Small parks, and especially the smallest ‘pocket parks’, are a relatively low-cost and high-reward implementation in community development. Particularly in the case of converting undeveloped and vacant lots into passive park space, cleanup, greening, and maintenance can be accomplished for relatively low cost. Investing into small parks still generate spillover effects on neighboring properties; in fact, research from Madison WI suggests that parks under 1.5 acres have the greatest proportional effects on neighboring properties. Further, it’s been suggested that residents of homes on small lots or in multifamily buildings which lack ‘backyard amenities’ benefit even more from these proximity effects to park space, as the park effectively functions as a backyard and value accrues on their property. Small neighborhood-scale passive parks also may avoid some of the negative externalities of larger parks. Parks that are actively programmed or have significant parking can actually have negative effects on neighboring properties, but a small walkable park can avoid those problems, and likewise avoid the downward effects that proximity to larger parks may have on property values.

The evidence is squarely on the side of small parks having both substantial social benefits, as well as economic ones. But how small? Is there a point at which the parks are too small to produce spillover effects? Evidence suggests that the lower limit may be Very low indeed. Research out of the University of Pennsylvania has shown that converting an unmaintained vacant lot into a maintained greenspace (absent any dedicated amenities besides it’s green-ness and evidence of maintenance) can reduce feelings of depression and worthlessness in members of the community by significant amounts. Although those benefits were not tested along a distance threshold, their significance suggests that these very low-cost types of green space creation can have effects far outstripping their costs (the study estimated the cost of each installment to be less than $1500, with yearly maintenance less than $200).

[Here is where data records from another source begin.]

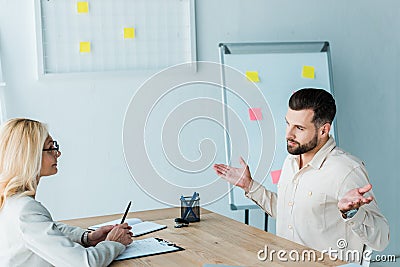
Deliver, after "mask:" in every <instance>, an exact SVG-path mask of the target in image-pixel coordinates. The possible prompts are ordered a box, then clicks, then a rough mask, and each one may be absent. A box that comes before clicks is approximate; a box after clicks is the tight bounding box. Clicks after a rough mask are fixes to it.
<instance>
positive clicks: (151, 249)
mask: <svg viewBox="0 0 400 267" xmlns="http://www.w3.org/2000/svg"><path fill="white" fill-rule="evenodd" d="M177 250H180V248H179V247H176V246H174V244H171V243H168V242H164V241H159V240H157V239H155V238H146V239H141V240H135V241H133V242H132V243H131V244H130V245H129V246H127V247H126V250H125V251H124V252H123V253H122V254H121V255H119V256H118V257H117V258H116V259H115V260H123V259H131V258H137V257H142V256H150V255H156V254H161V253H166V252H172V251H177Z"/></svg>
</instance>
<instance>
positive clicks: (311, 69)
mask: <svg viewBox="0 0 400 267" xmlns="http://www.w3.org/2000/svg"><path fill="white" fill-rule="evenodd" d="M301 76H302V77H303V78H307V79H315V68H314V67H313V66H303V70H302V72H301Z"/></svg>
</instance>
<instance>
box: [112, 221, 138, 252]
mask: <svg viewBox="0 0 400 267" xmlns="http://www.w3.org/2000/svg"><path fill="white" fill-rule="evenodd" d="M130 229H131V227H129V226H128V224H127V223H124V224H117V225H116V226H114V228H113V229H112V230H111V231H110V232H109V233H108V235H107V237H106V240H107V241H115V242H119V243H121V244H123V245H125V246H127V245H129V244H130V243H132V236H133V234H132V232H131V231H130Z"/></svg>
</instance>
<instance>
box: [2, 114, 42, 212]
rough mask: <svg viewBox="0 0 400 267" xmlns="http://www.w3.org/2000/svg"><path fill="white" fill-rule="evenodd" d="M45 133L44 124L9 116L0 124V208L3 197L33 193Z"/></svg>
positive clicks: (40, 157)
mask: <svg viewBox="0 0 400 267" xmlns="http://www.w3.org/2000/svg"><path fill="white" fill-rule="evenodd" d="M48 135H49V133H48V131H47V127H46V125H45V124H43V123H41V122H38V121H34V120H29V119H22V118H17V119H11V120H9V121H7V122H6V123H4V124H3V125H2V126H1V128H0V209H1V208H2V207H3V206H4V202H5V201H6V198H7V197H10V196H13V195H16V194H21V195H26V196H34V195H35V194H36V188H37V185H38V179H39V176H40V169H41V166H42V150H43V146H44V142H45V141H46V138H47V137H48Z"/></svg>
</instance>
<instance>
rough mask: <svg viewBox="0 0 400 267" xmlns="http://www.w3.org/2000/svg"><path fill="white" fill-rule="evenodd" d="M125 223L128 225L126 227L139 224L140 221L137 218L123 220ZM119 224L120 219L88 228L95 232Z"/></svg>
mask: <svg viewBox="0 0 400 267" xmlns="http://www.w3.org/2000/svg"><path fill="white" fill-rule="evenodd" d="M125 222H126V223H128V225H130V226H133V225H135V224H138V223H141V222H142V220H141V219H138V218H128V219H126V220H125ZM119 223H121V219H118V220H114V221H109V222H105V223H100V224H96V225H92V226H89V227H88V228H89V229H93V230H96V229H99V228H100V227H102V226H106V225H115V224H119Z"/></svg>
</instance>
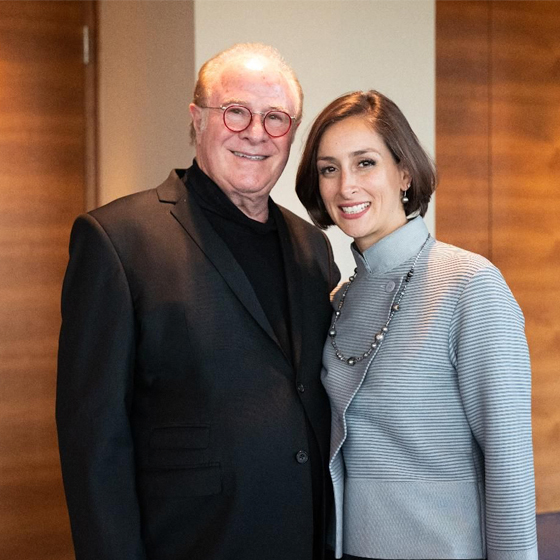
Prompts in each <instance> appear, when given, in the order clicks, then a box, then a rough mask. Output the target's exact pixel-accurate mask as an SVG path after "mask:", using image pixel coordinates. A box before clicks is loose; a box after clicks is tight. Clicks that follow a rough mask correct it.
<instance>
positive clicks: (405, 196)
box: [402, 183, 410, 204]
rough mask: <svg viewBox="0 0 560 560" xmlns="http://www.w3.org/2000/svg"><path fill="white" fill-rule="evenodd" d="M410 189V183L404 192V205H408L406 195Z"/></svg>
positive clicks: (402, 200)
mask: <svg viewBox="0 0 560 560" xmlns="http://www.w3.org/2000/svg"><path fill="white" fill-rule="evenodd" d="M409 188H410V183H408V186H407V187H406V191H404V192H403V197H402V201H403V204H406V203H407V202H408V196H406V193H407V192H408V189H409Z"/></svg>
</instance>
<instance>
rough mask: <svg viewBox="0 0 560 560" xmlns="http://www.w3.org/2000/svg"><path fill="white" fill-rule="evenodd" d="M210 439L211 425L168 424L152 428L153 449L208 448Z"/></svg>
mask: <svg viewBox="0 0 560 560" xmlns="http://www.w3.org/2000/svg"><path fill="white" fill-rule="evenodd" d="M209 441H210V427H209V426H201V425H197V426H166V427H162V428H154V429H153V430H152V434H151V436H150V447H151V448H153V449H206V448H207V447H208V443H209Z"/></svg>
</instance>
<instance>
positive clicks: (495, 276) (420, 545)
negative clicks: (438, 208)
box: [322, 217, 537, 560]
mask: <svg viewBox="0 0 560 560" xmlns="http://www.w3.org/2000/svg"><path fill="white" fill-rule="evenodd" d="M427 236H428V230H427V228H426V226H425V224H424V221H423V220H422V218H420V217H418V218H415V219H413V220H411V221H410V222H408V223H407V224H406V225H405V226H403V227H401V228H400V229H398V230H397V231H395V232H393V233H392V234H391V235H389V236H387V237H385V238H383V239H382V240H380V241H379V242H377V243H376V244H374V245H373V246H372V247H370V248H369V249H368V250H367V251H366V252H365V253H364V254H363V255H361V254H360V253H359V252H358V251H357V250H356V249H355V247H353V248H352V250H353V252H354V256H355V259H356V264H357V277H356V280H355V281H354V282H353V283H352V286H351V287H350V289H349V291H348V293H347V296H346V299H345V302H344V306H343V309H342V313H341V316H340V318H339V320H338V322H337V324H336V328H337V336H336V342H337V345H338V347H339V348H340V350H341V351H342V352H343V354H344V355H345V356H356V355H360V354H363V353H364V352H365V351H366V350H367V349H368V347H369V345H370V344H371V342H372V340H373V337H374V335H375V333H376V332H379V330H380V329H381V327H382V326H383V325H385V322H386V320H387V317H388V314H389V310H390V308H391V304H392V302H393V300H394V298H395V296H396V294H397V293H398V290H399V286H400V284H401V282H402V280H403V277H404V276H405V275H406V273H407V272H408V271H409V270H410V268H411V266H412V263H413V262H414V259H415V257H416V255H417V254H418V252H419V251H420V249H421V247H422V245H423V244H424V242H425V240H426V238H427ZM341 292H342V290H340V291H339V292H338V293H337V295H336V296H335V298H334V300H333V305H334V306H335V308H336V307H337V305H338V301H339V300H340V295H341ZM323 363H324V368H323V372H322V381H323V384H324V386H325V388H326V390H327V392H328V394H329V396H330V399H331V407H332V436H331V458H330V465H329V466H330V472H331V476H332V480H333V485H334V492H335V506H336V507H335V520H334V524H333V531H332V539H331V542H332V544H333V545H334V546H335V550H336V557H337V558H340V557H341V555H342V552H346V553H347V554H352V555H354V556H360V557H365V558H387V559H398V558H400V559H403V558H406V559H456V558H457V559H458V558H463V559H466V558H468V559H478V558H488V559H489V560H536V559H537V546H536V527H535V500H534V497H535V492H534V474H533V453H532V441H531V370H530V363H529V353H528V349H527V343H526V339H525V334H524V319H523V315H522V313H521V310H520V309H519V306H518V305H517V303H516V301H515V299H514V297H513V295H512V294H511V291H510V290H509V288H508V286H507V284H506V283H505V281H504V279H503V277H502V275H501V274H500V272H499V270H498V269H497V268H496V267H495V266H494V265H492V264H491V263H490V262H489V261H488V260H486V259H485V258H483V257H481V256H480V255H476V254H473V253H470V252H468V251H464V250H462V249H458V248H457V247H453V246H451V245H447V244H445V243H441V242H438V241H435V240H434V239H433V238H430V240H429V241H428V243H427V244H426V246H425V248H424V250H423V251H422V253H421V255H420V257H419V259H418V261H417V264H416V269H415V273H414V276H413V277H412V279H411V281H410V282H409V284H408V286H407V288H406V291H405V294H404V296H403V298H402V301H401V306H400V310H399V311H397V313H396V314H395V316H394V318H393V320H392V322H391V323H390V326H389V331H388V333H387V334H386V336H385V339H384V341H383V343H382V344H381V346H380V347H379V349H378V350H377V351H374V352H373V353H372V354H371V355H370V356H369V357H368V358H367V359H365V360H363V361H361V362H359V363H357V364H356V365H354V366H350V365H348V364H347V363H344V362H342V361H340V360H339V359H337V358H336V356H335V352H334V349H333V348H332V346H331V343H330V340H327V343H326V345H325V349H324V355H323Z"/></svg>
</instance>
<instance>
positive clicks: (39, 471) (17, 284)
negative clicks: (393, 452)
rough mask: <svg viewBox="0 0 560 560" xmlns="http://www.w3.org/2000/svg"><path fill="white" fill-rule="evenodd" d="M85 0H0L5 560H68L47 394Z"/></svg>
mask: <svg viewBox="0 0 560 560" xmlns="http://www.w3.org/2000/svg"><path fill="white" fill-rule="evenodd" d="M93 7H94V4H93V3H92V2H80V1H75V2H73V1H68V2H67V1H61V2H52V1H46V2H45V1H37V2H19V1H3V2H0V551H1V556H2V558H9V559H10V560H20V559H21V560H50V559H52V560H66V559H71V558H73V557H74V555H73V552H72V545H71V538H70V529H69V522H68V514H67V511H66V505H65V501H64V493H63V489H62V482H61V475H60V465H59V459H58V450H57V439H56V430H55V421H54V397H55V385H56V354H57V338H58V330H59V327H60V303H59V302H60V289H61V283H62V278H63V274H64V270H65V267H66V263H67V259H68V256H67V255H68V237H69V232H70V227H71V224H72V221H73V219H74V218H75V216H76V215H77V214H79V213H80V212H82V211H83V210H84V208H85V204H86V198H87V197H88V196H89V198H91V192H89V191H88V189H87V186H88V184H90V183H92V181H93V180H94V177H93V174H92V171H93V169H94V165H93V162H94V159H92V154H93V152H92V144H91V138H93V132H92V130H93V129H92V128H91V126H90V125H91V122H90V115H91V107H92V105H90V108H89V109H87V110H86V104H87V103H91V96H92V92H93V89H92V86H93V83H92V76H93V70H92V66H91V62H92V61H90V65H89V66H88V65H87V64H85V63H84V44H87V46H88V47H89V46H90V43H91V41H88V33H85V32H84V26H85V25H88V26H89V31H90V35H93V31H94V26H93ZM84 37H85V41H84ZM90 39H91V37H90ZM86 50H90V51H91V49H86ZM91 54H92V53H91V52H90V58H91ZM86 62H87V61H86ZM88 152H89V155H88ZM86 168H88V169H89V170H90V171H89V173H87V174H86ZM88 193H89V194H88Z"/></svg>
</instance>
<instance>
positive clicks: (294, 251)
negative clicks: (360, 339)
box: [273, 206, 305, 370]
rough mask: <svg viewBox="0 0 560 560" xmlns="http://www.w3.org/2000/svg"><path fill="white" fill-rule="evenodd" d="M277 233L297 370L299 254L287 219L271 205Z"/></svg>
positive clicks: (293, 363)
mask: <svg viewBox="0 0 560 560" xmlns="http://www.w3.org/2000/svg"><path fill="white" fill-rule="evenodd" d="M273 208H274V212H275V218H276V223H277V225H278V233H279V236H280V247H281V250H282V257H283V259H284V275H285V277H286V286H287V291H288V306H289V310H290V331H291V335H292V354H293V364H294V367H295V369H296V370H297V369H298V368H299V366H300V364H301V349H302V345H303V314H302V308H303V293H302V292H303V289H304V287H305V286H304V284H303V277H302V264H301V262H299V259H300V258H301V255H300V254H299V253H298V252H297V247H298V242H297V239H296V237H295V233H294V231H293V229H292V228H290V227H289V225H288V222H287V219H288V218H289V216H286V217H284V214H283V213H282V211H281V210H280V209H279V208H278V207H277V206H273Z"/></svg>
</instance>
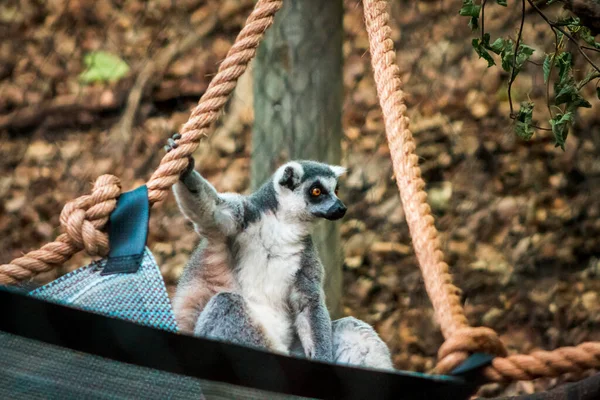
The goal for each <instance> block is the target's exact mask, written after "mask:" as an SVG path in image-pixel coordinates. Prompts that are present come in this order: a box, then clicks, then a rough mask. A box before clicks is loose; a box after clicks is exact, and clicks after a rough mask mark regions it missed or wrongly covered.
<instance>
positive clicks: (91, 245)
mask: <svg viewBox="0 0 600 400" xmlns="http://www.w3.org/2000/svg"><path fill="white" fill-rule="evenodd" d="M120 194H121V184H120V182H119V179H118V178H117V177H115V176H113V175H102V176H100V177H99V178H98V179H97V180H96V183H95V184H94V188H93V189H92V193H91V194H89V195H85V196H81V197H78V198H77V199H75V200H73V201H71V202H69V203H67V204H65V206H64V208H63V210H62V212H61V213H60V224H61V225H62V227H63V229H64V230H65V232H66V233H67V235H68V236H69V238H70V239H71V240H72V241H73V242H74V244H75V245H76V246H77V247H78V248H85V250H86V251H87V253H88V254H90V255H105V254H106V253H107V252H108V236H107V235H106V233H104V232H102V231H101V230H100V229H101V228H103V227H104V225H105V224H106V222H108V217H109V216H110V213H111V212H113V210H114V209H115V207H116V205H117V199H118V198H119V196H120Z"/></svg>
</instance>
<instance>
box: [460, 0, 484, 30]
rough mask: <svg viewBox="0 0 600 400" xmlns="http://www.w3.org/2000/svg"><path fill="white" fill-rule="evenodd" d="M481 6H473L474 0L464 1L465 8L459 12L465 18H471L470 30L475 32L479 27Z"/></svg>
mask: <svg viewBox="0 0 600 400" xmlns="http://www.w3.org/2000/svg"><path fill="white" fill-rule="evenodd" d="M480 11H481V6H478V5H476V4H473V0H463V6H462V8H461V9H460V11H459V12H458V13H459V14H460V15H462V16H463V17H471V19H470V20H469V28H471V30H473V31H474V30H475V29H477V28H478V27H479V12H480Z"/></svg>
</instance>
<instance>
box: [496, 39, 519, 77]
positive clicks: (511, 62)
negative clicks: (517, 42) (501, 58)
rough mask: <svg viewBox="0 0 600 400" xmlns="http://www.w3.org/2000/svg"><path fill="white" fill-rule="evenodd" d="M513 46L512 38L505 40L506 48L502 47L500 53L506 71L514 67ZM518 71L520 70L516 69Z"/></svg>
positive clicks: (511, 68)
mask: <svg viewBox="0 0 600 400" xmlns="http://www.w3.org/2000/svg"><path fill="white" fill-rule="evenodd" d="M513 48H514V45H513V41H512V40H511V39H508V40H505V41H504V48H503V49H502V52H501V53H500V57H501V58H502V69H503V70H505V71H506V72H510V70H511V69H512V64H513V58H514V55H515V53H514V51H513ZM516 72H518V71H516Z"/></svg>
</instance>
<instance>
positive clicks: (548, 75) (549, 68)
mask: <svg viewBox="0 0 600 400" xmlns="http://www.w3.org/2000/svg"><path fill="white" fill-rule="evenodd" d="M553 58H554V54H552V55H550V54H547V55H546V58H545V59H544V65H543V68H544V83H546V82H548V78H550V72H552V71H550V69H551V67H552V59H553Z"/></svg>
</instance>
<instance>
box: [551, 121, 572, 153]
mask: <svg viewBox="0 0 600 400" xmlns="http://www.w3.org/2000/svg"><path fill="white" fill-rule="evenodd" d="M572 123H573V113H572V112H571V111H568V112H566V113H564V114H556V115H555V116H554V118H552V119H551V120H550V125H551V126H552V133H553V134H554V147H560V148H561V149H562V150H563V151H564V150H565V142H566V140H567V136H568V135H569V127H570V126H571V124H572Z"/></svg>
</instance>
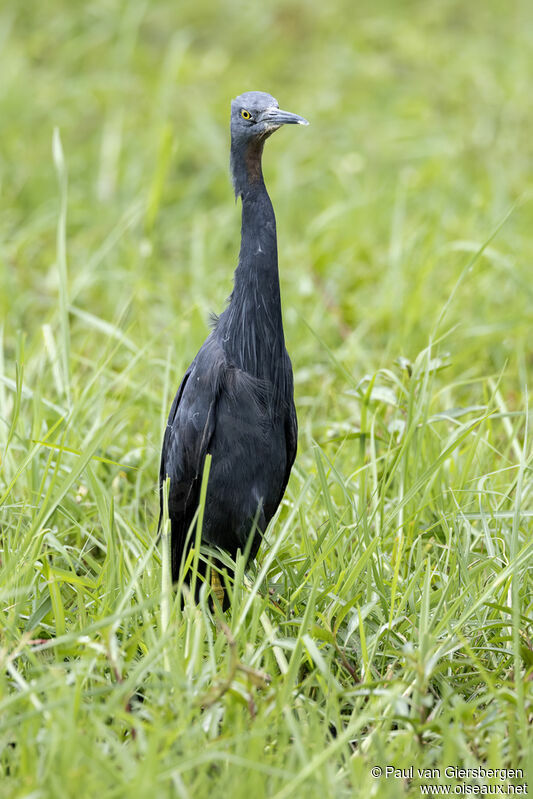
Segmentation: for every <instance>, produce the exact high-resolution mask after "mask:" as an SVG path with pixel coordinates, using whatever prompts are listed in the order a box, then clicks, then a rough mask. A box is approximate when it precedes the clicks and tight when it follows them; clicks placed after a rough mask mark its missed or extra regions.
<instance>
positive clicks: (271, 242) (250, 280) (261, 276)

Investing in green space and park creation has enormous benefits, from bolstering community wellness, to reversing historic disinvestment, and in raising surrounding property values. While care should be taken to avoid the park-driven gentrification that has accompanied many of the recent high-profile parks such as the Atlanta Beltline, investing in community assets that help raise the value of people’s homes is an essential element of any community development strategy. Small, neighborhood-scale parks present an opportunity to make low-cost investments with significant impacts: research shows small parks have significant impacts on nearby property values and can avoid some of the dis-amenity effects of large traffic-generating parks. Even the smallest of green space investments, the greening of a few vacant lots, can have significant community health benefits, and the lower limit at which park space impacts property values has yet to be set. The economic, social, and environmental benefits of large park investments have been well documented and well learned; but one should not neglect the opportunity that small lots can present to create new community assets with big impacts and low costs.

Ethan Sleeman is a second-year Master’s Student in the UNC Department for City and Regional Planning, and a Community Revitalization Fellow with the Development Finance Initiative.